ADVERTISEMENT

Everything You Need to Know About the House Republican Tax Plan

How House Republicans Want to Rewrite Tax Law: A User’s Guide

Everything You Need to Know About the House Republican Tax Plan
A staff member adjusts a sign on a podium before a news conference on tax reform on Capitol Hill in Washington, D.C., U.S. (Photographer: Andrew Harrer/Bloomberg)

(Bloomberg) -- House Republicans announced a tax proposal Thursday that would cut the U.S. corporate tax rate to 20 percent, reduce most of the individual tax brackets, and cap the mortgage-interest deduction on new purchases of homes.

The measure would phase out the estate tax over five years and impose a tax of as much as 12 percent on multinational companies’ accumulated offshore earnings. House Ways and Means Chairman Kevin Brady may revise the bill over the weekend before his committee starts considering it on Monday. The Senate aims to propose its own bill as early as next week.
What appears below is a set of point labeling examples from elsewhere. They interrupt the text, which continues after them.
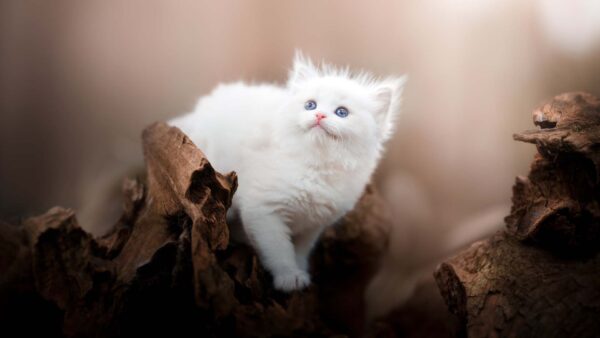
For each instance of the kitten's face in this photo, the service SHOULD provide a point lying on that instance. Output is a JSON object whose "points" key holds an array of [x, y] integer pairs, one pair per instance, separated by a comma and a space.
{"points": [[330, 109], [333, 106]]}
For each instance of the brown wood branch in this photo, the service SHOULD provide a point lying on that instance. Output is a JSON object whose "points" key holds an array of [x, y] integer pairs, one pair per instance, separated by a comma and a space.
{"points": [[541, 276], [167, 266]]}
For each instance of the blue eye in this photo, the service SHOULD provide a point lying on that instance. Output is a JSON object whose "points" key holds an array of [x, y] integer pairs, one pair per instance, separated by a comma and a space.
{"points": [[341, 112], [310, 105]]}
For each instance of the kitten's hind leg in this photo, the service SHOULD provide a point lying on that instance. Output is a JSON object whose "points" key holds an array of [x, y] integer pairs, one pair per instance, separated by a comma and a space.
{"points": [[303, 245], [270, 237]]}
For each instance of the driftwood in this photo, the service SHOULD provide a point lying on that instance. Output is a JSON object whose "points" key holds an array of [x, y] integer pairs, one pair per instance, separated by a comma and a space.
{"points": [[541, 276], [167, 267]]}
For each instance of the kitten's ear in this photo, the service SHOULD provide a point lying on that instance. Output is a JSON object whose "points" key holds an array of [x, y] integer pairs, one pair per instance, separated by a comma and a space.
{"points": [[303, 69], [389, 96]]}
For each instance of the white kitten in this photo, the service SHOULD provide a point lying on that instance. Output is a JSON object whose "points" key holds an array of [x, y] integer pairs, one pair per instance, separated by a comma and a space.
{"points": [[303, 154]]}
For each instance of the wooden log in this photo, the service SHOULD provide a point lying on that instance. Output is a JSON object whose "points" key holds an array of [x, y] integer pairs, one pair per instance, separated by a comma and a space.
{"points": [[168, 268], [541, 276]]}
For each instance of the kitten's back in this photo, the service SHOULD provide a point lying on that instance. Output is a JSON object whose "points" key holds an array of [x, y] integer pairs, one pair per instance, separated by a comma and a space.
{"points": [[231, 120]]}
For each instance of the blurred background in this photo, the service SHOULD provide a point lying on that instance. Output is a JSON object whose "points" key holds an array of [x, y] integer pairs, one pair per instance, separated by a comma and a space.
{"points": [[79, 80]]}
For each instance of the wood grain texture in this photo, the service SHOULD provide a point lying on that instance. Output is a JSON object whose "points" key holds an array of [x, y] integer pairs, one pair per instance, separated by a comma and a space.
{"points": [[541, 276], [167, 267]]}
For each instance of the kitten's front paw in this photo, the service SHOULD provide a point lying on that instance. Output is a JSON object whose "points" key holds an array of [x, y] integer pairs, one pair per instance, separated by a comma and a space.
{"points": [[290, 281]]}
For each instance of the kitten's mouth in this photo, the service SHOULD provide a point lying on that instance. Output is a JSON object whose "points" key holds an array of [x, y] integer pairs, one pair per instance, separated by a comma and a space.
{"points": [[327, 132]]}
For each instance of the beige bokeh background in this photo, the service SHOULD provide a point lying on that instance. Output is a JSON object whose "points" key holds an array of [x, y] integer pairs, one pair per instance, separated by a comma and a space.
{"points": [[79, 80]]}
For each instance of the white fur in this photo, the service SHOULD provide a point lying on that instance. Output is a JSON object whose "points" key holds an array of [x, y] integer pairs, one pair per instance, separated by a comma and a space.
{"points": [[295, 179]]}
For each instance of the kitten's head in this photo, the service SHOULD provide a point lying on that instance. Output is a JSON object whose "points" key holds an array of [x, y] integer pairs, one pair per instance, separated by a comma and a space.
{"points": [[334, 106]]}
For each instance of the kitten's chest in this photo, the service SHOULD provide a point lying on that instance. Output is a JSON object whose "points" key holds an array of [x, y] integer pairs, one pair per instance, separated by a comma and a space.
{"points": [[316, 199]]}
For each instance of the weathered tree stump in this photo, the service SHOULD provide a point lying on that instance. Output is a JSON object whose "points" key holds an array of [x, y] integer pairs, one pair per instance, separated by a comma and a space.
{"points": [[541, 276], [167, 267]]}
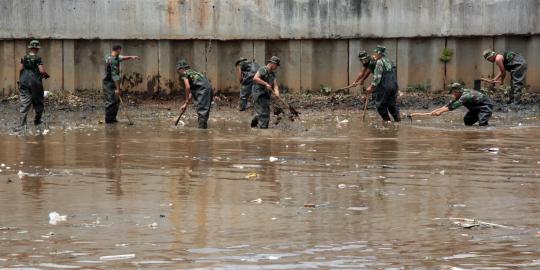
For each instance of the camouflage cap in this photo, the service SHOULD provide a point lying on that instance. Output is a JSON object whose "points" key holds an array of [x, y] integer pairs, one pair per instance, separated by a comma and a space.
{"points": [[380, 49], [34, 44], [488, 53], [455, 86], [274, 60], [240, 60], [182, 64], [363, 55]]}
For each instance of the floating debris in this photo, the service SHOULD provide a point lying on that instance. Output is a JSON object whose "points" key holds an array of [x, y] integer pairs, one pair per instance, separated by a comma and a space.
{"points": [[358, 208], [54, 218], [258, 200], [252, 175], [117, 257]]}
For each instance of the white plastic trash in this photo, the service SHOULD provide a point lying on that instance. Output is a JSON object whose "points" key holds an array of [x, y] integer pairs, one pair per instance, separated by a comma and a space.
{"points": [[54, 218]]}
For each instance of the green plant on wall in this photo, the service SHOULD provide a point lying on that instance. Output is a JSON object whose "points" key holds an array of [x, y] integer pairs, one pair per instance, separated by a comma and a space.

Here’s a guide to some of the House measure’s major provisions:

Individual Taxes

The rates would be consolidated from seven to four, while setting a $24,000 standard deduction for joint filers and keeping the current top bracket of 39.6 percent. The personal exemption of $4,050 each would be repealed, and the tax thresholds would be increased annually according to a rule called chained CPI. 

  • Chained CPI is a formula that would subject more income to higher tax rates than under the regular consumer price index.

Here are the initial brackets for married taxpayers filing jointly:

  • 12 percent: $24,000 to $90,000
  • 25 percent: $90,000 to $260,000
  • 35 percent: $260,000 to $1 million
  • 39.6 percent: $1 million and up
Everything You Need to Know About the House Republican Tax Plan

The top tax rate for pass-through businesses would be reduced to 25 percent from the current 39.6 percent, while limiting the kinds of income that would qualify. 

  • Among those who wouldn’t automatically qualify are lawyers, accountants, consultants, engineers, financial services workers, and performance artists. 
  • Qualified pass-through business owners can choose to count 70 percent of their income as wages -- subject to their individual tax rate -- and 30 percent as business income, taxable at the 25 percent rate. Or, they can set the ratio of their wage income to business income based on their capital investment.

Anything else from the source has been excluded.